Son çivi Serap Hanım liderliğinde çakılırken, ‘yüce milletimiz’ ve onun ‘saygın aydınları’na da güzel bir fatiha okumak kalacaktır.
Bir not olarak, bu Serap hanım-Özbudun’un Altılı Masa Anayasa çalışmalarına katkı verdiği de söylenebilecektir.
Ancak o gün de yazmıştım, bugün de yineleyebilirim ki, eğer Kemal Kılıçdaroğlu’nun kazandığı seçime Dr Recep el koymasaydı, Serap hanım bugünkü gibi ‘revaç’ta olmayacaktı.

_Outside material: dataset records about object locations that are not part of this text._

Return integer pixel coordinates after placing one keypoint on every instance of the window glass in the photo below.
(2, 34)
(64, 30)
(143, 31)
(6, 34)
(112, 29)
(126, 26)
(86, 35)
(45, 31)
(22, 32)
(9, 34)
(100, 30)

Evet Kemal Kılıçdaroğlu’nun kazandığı seçime, Kılıçdaroğlu ve partisi sahip çıkamamıştı ama, eğer Serap hanım-Özbudun öylesine cevval bir ‘hukukçu’ idiyse, bu seçim de ‘gayri meşrudur’ diyebilmeliydi.
İşte ‘gerçek hukukçu’ olmak böyle bir şeydir ama Serap hanım-Özbudun’da bu ‘gerçeklik’ yoktur.
Ve şimdi Dr Recep’in himayelerinde, o özlediği ‘Sivil Anayasa’yı yapmakla görevlendirilmiştir.
Yapar mı yapar.
Hem de tam istediği gibi yapabilir.
Bize de, iftara ne yiyeceği telaşında olan ‘yüce’(!) halkımıza hayırlı olsun demek düşer.
Teravihde ‘Allah Devletimize zeval vermesin’ diye dua edeceğine de kuşku yoktur.